Que se observa atualmente? A demissão dos pracinhas, funcionários da União, dos Estados e dos Municípios. Há poucos dias, no Ministério da Fazenda o expedicionário Rhefeld, um dos heróis da Itália, foi demitido sem qualquer pretexto, talvez, por ser extranumerário ou ter outra categoria funcional.

Desta maneira não se amparam os nossos pracinhas. Por isto, pedimos destaque para as palavras “os atuais servidores da União”, a fim de que os pracinhas, atingido em seus direitos, voltem a usufruir das prerrogativas de suas antigas posições. É sem dúvida medida reparadora dos sacrifícios das nossas forças expedicionárias nos campos de batalha da Europa.

Finalizando, Sr. Presidente, não poderia deixar de me referir à momentosa questão relegada para o texto das Disposições Transitórias.

Chegou o momento de definirmos se o Distrito Federal terá ou não autonomia.

Chegou o instante em que os democratas – aqueles que concorreram às eleições prometendo autonomia ao Distrito Federal – demonstrarão se querem ou não honrar seus compromissos perante o povo.
A cada passo, a população carioca faz sentir sua vontade de eleger livremente seu prefeito. Ainda há pouco, recebi memorial assinado por cerca de 567 senhoras cariocas, pedindo autonomia para a capital da República, e, dentre as considerações aí contidas, destaco a seguinte: (lê)

     “Resta-nos, entretanto, levar nosso apelo aos Senhores Constituintes, para que não se esqueçam das inúmeras promessas feitas ao povo, antes das eleições, de que teríamos direito à autonomia. O povo do Distrito Federal, do qual nós, mulheres, somos boa parte, exige que lhe seja assegurado o direito de eleger seu próprio prefeito”.

Nesse sentido, Senhores Representantes, apelamos para que esta Assembleia, que está finalizando seus trabalhos constitucionais, consagre na Carta que vamos promulgar a autonomia para a capital da República. O povo carioca jamais perdoará àqueles que lhe negarem a autonomia e o direito de, livremente, escolher seu Prefeito.

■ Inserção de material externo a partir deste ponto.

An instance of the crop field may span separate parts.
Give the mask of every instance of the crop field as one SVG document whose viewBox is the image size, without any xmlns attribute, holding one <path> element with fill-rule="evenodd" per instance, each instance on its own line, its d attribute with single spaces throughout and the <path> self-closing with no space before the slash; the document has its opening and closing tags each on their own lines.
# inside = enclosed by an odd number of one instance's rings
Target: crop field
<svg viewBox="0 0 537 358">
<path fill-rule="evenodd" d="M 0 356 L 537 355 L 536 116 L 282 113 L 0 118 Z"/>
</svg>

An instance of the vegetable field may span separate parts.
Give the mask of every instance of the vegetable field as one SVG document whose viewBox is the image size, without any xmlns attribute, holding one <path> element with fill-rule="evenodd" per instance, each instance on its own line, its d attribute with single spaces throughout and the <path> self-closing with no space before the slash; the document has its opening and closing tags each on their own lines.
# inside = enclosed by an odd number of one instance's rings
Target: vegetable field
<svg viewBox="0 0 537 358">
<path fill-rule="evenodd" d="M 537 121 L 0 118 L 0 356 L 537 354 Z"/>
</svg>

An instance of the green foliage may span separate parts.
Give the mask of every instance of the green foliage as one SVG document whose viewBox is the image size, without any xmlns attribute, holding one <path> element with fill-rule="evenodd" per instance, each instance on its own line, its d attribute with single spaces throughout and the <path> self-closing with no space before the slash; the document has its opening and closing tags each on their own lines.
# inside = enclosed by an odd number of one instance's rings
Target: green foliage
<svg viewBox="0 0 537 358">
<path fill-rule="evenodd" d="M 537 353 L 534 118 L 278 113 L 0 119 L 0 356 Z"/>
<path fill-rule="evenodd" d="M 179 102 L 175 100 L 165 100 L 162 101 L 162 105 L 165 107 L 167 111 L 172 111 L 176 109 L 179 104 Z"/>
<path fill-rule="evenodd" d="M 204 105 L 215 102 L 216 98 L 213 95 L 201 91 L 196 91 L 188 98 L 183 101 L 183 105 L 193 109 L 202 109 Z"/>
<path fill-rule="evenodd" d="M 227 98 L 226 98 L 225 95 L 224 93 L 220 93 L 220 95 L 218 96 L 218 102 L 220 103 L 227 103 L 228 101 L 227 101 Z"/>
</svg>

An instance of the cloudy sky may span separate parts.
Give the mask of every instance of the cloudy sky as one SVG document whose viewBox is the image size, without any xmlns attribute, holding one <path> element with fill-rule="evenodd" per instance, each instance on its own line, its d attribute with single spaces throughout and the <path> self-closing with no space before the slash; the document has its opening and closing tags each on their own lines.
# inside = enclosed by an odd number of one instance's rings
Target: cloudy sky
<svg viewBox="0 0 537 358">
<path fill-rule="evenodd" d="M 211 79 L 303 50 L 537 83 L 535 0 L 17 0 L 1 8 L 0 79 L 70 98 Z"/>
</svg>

O Distrito Federal é a unidade administrativa que dá maior renda, depois de São Paulo, ao nosso país. Por seus foros de cultura, por sua intensa vida política, tem demonstrado grande patriotismo e capacidade de cooperação no progresso da nossa pátria.

O Sr. Segadas Viana – V. Exa. tem razão. Além disso, é o maior centro industrial e comercial do país.

O SR. MAURÍCIO GRABOIS – Exatamente.

Para maior esclarecimento, aqui tenho a estatística do IBGE, de dezembro de 1944, sobre o assunto.

Com efeito, diz ela:

Estabelecimentos industrias e comerciais atacadistas investigados pelos inquéritos econômicos do IBGE em dezembro de 1944.

Situação percentual do D. Federal sobre o total:

Estabelecimentos informantes ………………………………..35,86%
Movimento de vendas ……………………………………………35,51%
Total de pagamentos de impostos …………………………….39,42%

Por aí se vê a contribuição que o Distrito Federal fornece à riqueza nacional.
Nesse sentido, Senhores representante e Sr. Presidente, esperamos que nas Disposições Transitórias sejam assegurados esses princípios básicos da Democracia, a fim de que o povo não fique decepcionado com a Assembleia Constituinte de 1946. (Muito bem; muito bem. Palmas).